Nritya Devi is a restored wooden sculpture of a dancing goddess of the 15th century stored in the wood-carving section. Intricate motifs, carved on teak, sal or rose wood, on mountable window frames give a sense of refinement in woodcarving. A series of paintings depicting Krishna's miraculous deeds known as "Krishna Lila" are important artwork and covers major part of the gallery in the painting section.

==Buddhist Art Gallery==
The Buddhist Art Gallery stores Buddhist paintings, sculptures and ritualistic objects. To provide a glimpse of the Buddhist art of the kingdom of Nepal, this gallery has been divided into three sections: the Terai, Kathmandu Valley and northern Himalayan sections. The Terai section is adorned with photographs of Lord Buddha's birthplace in Lumbini. Chaityas (stupas), statues of Buddha and Bodhisattvas cast in bronze comprise the Kathmandu valley section. The northern Himalayan section reflects the influence of Tibetan Buddhism, which apparently developed many rites and rituals. Therefore, ritualistic objects like phurpa (magical dart used especially for the ritual slaying of human effigy of foes) and dorje (represents thunder bolt) are found in this section. Thangka paintings made on cotton canvas or silk, Tibetan amulets and religious objects, also adorn the gallery. Appealing images of Manjushri (the deity of wisdom), yantra of the 19th century (showing chakras of the body), Dipankara Buddha are other important parts of the Buddhist collection.

==Historical Museum==
The monumental building housing the Historical Museum was built by Bhimsen Thapa, prime minister of Nepal in the 18th century. Riches of Nepal's biodiversity are exhibited in these chambers — mammals, amphibians, reptiles, birds, butterflies and insects. Pelt, horn or endo-skeletons of tiger, leopard, red panda, flying squirrel, rhinoceros, whale, colourful plumage of birds may be cited.

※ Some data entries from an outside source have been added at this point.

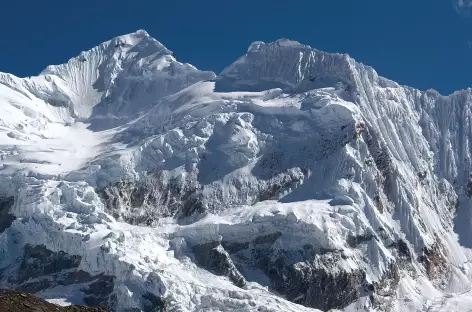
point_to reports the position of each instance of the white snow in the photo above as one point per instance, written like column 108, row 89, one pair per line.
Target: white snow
column 370, row 158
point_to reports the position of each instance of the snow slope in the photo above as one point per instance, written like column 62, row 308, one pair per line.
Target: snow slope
column 295, row 180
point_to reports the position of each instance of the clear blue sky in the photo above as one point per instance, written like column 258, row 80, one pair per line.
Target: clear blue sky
column 421, row 43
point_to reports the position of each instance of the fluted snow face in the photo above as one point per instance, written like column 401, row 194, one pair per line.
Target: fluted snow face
column 292, row 167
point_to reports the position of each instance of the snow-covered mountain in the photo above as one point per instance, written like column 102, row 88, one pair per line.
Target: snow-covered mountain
column 296, row 180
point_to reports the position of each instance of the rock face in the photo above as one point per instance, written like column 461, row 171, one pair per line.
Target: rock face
column 39, row 269
column 295, row 180
column 12, row 301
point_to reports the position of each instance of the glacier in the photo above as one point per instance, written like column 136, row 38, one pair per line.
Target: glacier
column 294, row 180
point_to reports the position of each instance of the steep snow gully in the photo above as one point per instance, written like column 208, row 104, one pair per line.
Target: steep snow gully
column 296, row 180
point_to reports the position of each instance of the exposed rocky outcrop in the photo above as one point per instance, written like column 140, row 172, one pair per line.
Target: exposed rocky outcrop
column 6, row 219
column 40, row 268
column 214, row 257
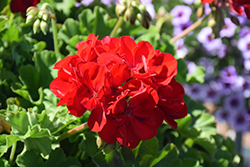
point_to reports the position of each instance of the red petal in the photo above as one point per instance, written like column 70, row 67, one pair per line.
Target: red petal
column 74, row 102
column 97, row 119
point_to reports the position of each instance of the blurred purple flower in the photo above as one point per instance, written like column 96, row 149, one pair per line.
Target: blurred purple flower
column 181, row 27
column 222, row 51
column 244, row 46
column 195, row 91
column 247, row 65
column 181, row 14
column 181, row 50
column 211, row 45
column 212, row 93
column 244, row 31
column 229, row 74
column 88, row 2
column 243, row 85
column 189, row 2
column 234, row 102
column 239, row 121
column 229, row 28
column 222, row 115
column 149, row 7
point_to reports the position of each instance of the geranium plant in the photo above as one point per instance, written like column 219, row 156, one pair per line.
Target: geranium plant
column 105, row 83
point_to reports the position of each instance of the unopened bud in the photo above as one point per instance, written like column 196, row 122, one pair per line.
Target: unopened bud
column 120, row 9
column 36, row 26
column 127, row 14
column 200, row 11
column 29, row 19
column 44, row 27
column 211, row 22
column 235, row 20
column 141, row 7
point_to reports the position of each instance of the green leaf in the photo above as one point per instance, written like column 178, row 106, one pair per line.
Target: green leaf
column 6, row 141
column 11, row 34
column 40, row 145
column 58, row 158
column 148, row 151
column 197, row 76
column 69, row 29
column 171, row 159
column 4, row 162
column 30, row 158
column 18, row 121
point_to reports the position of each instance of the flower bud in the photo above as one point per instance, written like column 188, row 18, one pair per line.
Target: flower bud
column 235, row 20
column 44, row 27
column 29, row 19
column 200, row 11
column 36, row 26
column 211, row 22
column 120, row 9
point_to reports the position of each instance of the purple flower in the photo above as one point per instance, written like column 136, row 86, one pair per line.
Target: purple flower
column 189, row 2
column 229, row 74
column 222, row 115
column 211, row 45
column 181, row 50
column 195, row 91
column 229, row 28
column 234, row 102
column 244, row 46
column 244, row 31
column 222, row 51
column 181, row 14
column 181, row 27
column 212, row 93
column 243, row 85
column 239, row 121
column 149, row 7
column 247, row 65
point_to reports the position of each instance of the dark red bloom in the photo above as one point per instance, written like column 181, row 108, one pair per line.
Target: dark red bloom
column 22, row 5
column 129, row 88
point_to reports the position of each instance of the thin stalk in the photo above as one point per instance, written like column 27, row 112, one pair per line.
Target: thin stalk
column 72, row 131
column 12, row 153
column 189, row 29
column 55, row 39
column 238, row 142
column 117, row 25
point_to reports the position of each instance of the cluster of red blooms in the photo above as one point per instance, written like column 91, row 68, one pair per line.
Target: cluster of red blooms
column 235, row 6
column 129, row 88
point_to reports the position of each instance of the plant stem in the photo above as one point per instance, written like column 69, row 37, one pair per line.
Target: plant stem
column 189, row 29
column 238, row 142
column 73, row 131
column 55, row 39
column 12, row 154
column 117, row 25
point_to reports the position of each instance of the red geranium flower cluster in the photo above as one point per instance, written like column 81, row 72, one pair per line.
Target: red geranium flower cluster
column 236, row 6
column 129, row 88
column 22, row 5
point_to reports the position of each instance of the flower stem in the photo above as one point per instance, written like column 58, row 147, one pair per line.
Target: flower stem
column 72, row 131
column 55, row 39
column 47, row 6
column 12, row 153
column 117, row 25
column 189, row 29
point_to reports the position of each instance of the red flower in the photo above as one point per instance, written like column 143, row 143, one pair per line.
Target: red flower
column 235, row 6
column 22, row 5
column 207, row 1
column 129, row 88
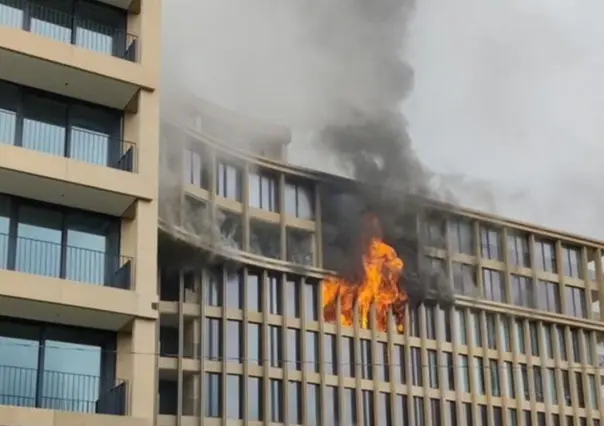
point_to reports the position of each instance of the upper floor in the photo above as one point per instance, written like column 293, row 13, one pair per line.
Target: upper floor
column 86, row 49
column 266, row 212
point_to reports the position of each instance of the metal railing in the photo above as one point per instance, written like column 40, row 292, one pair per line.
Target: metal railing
column 69, row 28
column 69, row 142
column 66, row 262
column 55, row 390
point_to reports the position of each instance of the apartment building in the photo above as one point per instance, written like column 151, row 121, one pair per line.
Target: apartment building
column 243, row 332
column 79, row 147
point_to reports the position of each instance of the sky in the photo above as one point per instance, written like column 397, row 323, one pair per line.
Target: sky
column 504, row 106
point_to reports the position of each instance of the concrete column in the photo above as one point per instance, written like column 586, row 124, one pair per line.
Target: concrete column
column 136, row 363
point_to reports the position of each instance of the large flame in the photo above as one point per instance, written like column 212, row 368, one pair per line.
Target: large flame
column 379, row 286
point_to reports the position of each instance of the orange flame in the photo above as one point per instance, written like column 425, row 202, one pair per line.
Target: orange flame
column 379, row 287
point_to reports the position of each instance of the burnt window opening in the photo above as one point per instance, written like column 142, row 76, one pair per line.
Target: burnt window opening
column 435, row 232
column 196, row 166
column 229, row 180
column 264, row 191
column 490, row 243
column 195, row 216
column 299, row 200
column 300, row 247
column 230, row 229
column 265, row 239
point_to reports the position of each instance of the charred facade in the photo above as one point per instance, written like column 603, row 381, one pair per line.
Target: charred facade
column 502, row 324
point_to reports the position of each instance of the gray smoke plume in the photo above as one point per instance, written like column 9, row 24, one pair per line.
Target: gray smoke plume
column 330, row 69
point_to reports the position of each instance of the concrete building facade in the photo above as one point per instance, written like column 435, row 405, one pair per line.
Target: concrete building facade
column 243, row 338
column 79, row 148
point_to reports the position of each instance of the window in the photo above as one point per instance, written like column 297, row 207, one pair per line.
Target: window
column 313, row 404
column 275, row 295
column 432, row 369
column 518, row 250
column 521, row 291
column 479, row 375
column 571, row 262
column 368, row 408
column 382, row 362
column 435, row 231
column 228, row 181
column 231, row 228
column 195, row 168
column 545, row 255
column 400, row 365
column 490, row 243
column 213, row 339
column 276, row 401
column 299, row 200
column 538, row 380
column 234, row 401
column 366, row 360
column 416, row 367
column 464, row 278
column 255, row 392
column 348, row 355
column 494, row 371
column 265, row 239
column 330, row 357
column 294, row 402
column 331, row 402
column 575, row 302
column 553, row 388
column 435, row 411
column 464, row 373
column 384, row 410
column 234, row 291
column 418, row 410
column 509, row 379
column 300, row 246
column 234, row 336
column 254, row 344
column 264, row 191
column 292, row 297
column 350, row 407
column 312, row 351
column 548, row 296
column 213, row 399
column 275, row 346
column 493, row 285
column 311, row 300
column 63, row 127
column 255, row 292
column 461, row 236
column 59, row 367
column 58, row 242
column 294, row 356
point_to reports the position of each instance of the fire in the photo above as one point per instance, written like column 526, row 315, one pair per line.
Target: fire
column 379, row 286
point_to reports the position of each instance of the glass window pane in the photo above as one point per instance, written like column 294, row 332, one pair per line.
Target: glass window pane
column 44, row 125
column 18, row 366
column 71, row 379
column 39, row 241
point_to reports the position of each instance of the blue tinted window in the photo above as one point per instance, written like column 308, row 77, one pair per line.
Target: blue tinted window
column 39, row 241
column 71, row 378
column 4, row 229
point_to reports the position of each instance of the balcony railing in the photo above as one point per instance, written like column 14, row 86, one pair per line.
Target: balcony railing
column 66, row 262
column 78, row 144
column 55, row 390
column 68, row 28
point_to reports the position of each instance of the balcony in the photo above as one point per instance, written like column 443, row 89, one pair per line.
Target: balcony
column 70, row 28
column 65, row 262
column 55, row 390
column 82, row 48
column 68, row 142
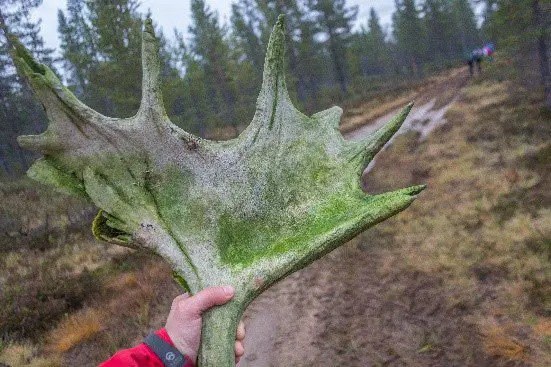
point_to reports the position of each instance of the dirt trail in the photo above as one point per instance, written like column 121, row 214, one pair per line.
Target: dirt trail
column 289, row 324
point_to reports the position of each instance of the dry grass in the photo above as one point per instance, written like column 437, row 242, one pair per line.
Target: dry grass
column 75, row 329
column 498, row 344
column 25, row 355
column 484, row 223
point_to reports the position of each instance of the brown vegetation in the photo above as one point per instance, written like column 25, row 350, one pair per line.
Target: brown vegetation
column 460, row 278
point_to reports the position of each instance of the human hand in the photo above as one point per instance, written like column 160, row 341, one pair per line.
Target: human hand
column 183, row 324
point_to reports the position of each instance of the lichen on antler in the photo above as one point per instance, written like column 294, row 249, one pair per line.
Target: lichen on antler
column 244, row 212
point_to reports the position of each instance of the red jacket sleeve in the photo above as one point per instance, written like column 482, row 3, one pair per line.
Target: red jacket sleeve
column 141, row 356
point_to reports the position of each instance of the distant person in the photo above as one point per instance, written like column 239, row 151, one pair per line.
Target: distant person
column 475, row 60
column 489, row 50
column 177, row 344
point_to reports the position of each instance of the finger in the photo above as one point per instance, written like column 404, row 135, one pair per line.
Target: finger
column 240, row 335
column 179, row 299
column 208, row 298
column 239, row 349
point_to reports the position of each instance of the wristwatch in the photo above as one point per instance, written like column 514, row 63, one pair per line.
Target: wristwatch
column 169, row 355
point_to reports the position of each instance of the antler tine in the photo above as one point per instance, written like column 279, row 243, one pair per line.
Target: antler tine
column 273, row 99
column 364, row 151
column 152, row 98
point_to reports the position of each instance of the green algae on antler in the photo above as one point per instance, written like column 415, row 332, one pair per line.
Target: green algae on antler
column 245, row 212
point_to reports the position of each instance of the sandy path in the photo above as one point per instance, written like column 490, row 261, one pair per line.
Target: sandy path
column 294, row 306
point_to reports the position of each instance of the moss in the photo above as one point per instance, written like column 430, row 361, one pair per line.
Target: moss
column 180, row 280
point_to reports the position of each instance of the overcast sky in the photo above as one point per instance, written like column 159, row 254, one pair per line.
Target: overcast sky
column 171, row 14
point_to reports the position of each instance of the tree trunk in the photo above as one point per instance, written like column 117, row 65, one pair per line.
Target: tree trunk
column 542, row 52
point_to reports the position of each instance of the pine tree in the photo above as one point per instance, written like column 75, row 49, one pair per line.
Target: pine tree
column 99, row 41
column 440, row 28
column 466, row 27
column 335, row 20
column 19, row 112
column 210, row 51
column 377, row 51
column 410, row 35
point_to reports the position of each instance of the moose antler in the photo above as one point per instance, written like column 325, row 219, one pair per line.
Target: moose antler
column 245, row 212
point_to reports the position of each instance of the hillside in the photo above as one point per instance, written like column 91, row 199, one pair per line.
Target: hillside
column 463, row 277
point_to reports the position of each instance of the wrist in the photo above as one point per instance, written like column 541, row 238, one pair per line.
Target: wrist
column 164, row 347
column 182, row 347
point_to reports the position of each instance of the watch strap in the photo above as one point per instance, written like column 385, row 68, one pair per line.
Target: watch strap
column 169, row 355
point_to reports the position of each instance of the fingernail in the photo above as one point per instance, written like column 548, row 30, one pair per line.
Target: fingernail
column 228, row 290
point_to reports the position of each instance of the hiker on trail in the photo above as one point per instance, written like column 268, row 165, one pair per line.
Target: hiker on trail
column 177, row 344
column 476, row 60
column 489, row 50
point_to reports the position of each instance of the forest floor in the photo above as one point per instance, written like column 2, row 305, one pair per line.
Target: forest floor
column 461, row 278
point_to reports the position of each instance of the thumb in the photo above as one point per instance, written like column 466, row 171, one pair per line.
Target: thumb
column 208, row 298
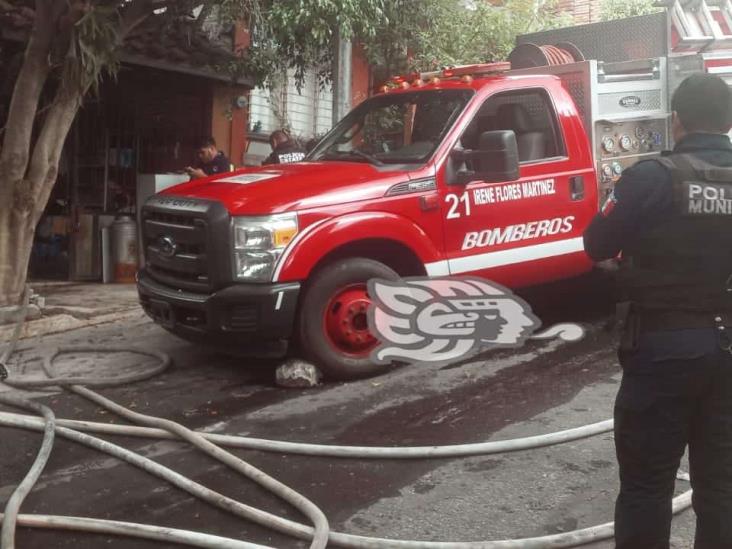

The Military section is a collection of weapons and artifacts from ancient, medieval and modern Nepal. The leather-canons (seized during the first Nepal-Tibet war in 1792 A.D), cane helmets (from the time of early rulers), antique, electric and Thomson submachine guns, Birgun (a gun supposedly invented by Gahendra Shamsher JB Rana) have remained valuable possessions. The gallery has a sword presented by Napoleon III and life-size paintings of tiger hunting as royal sport, on display. Historical and modern paintings of Prime Ministers and kings of the Malla and Shah dynasties are exhibited along with show cases presenting Nepalese historical weapons.

The Numismatic section preserves rare copper, silver and gold coins from the Licchavi era (fifth to seventh century) until modern times. Some tokens made of clay or leather, and banknotes are also on display.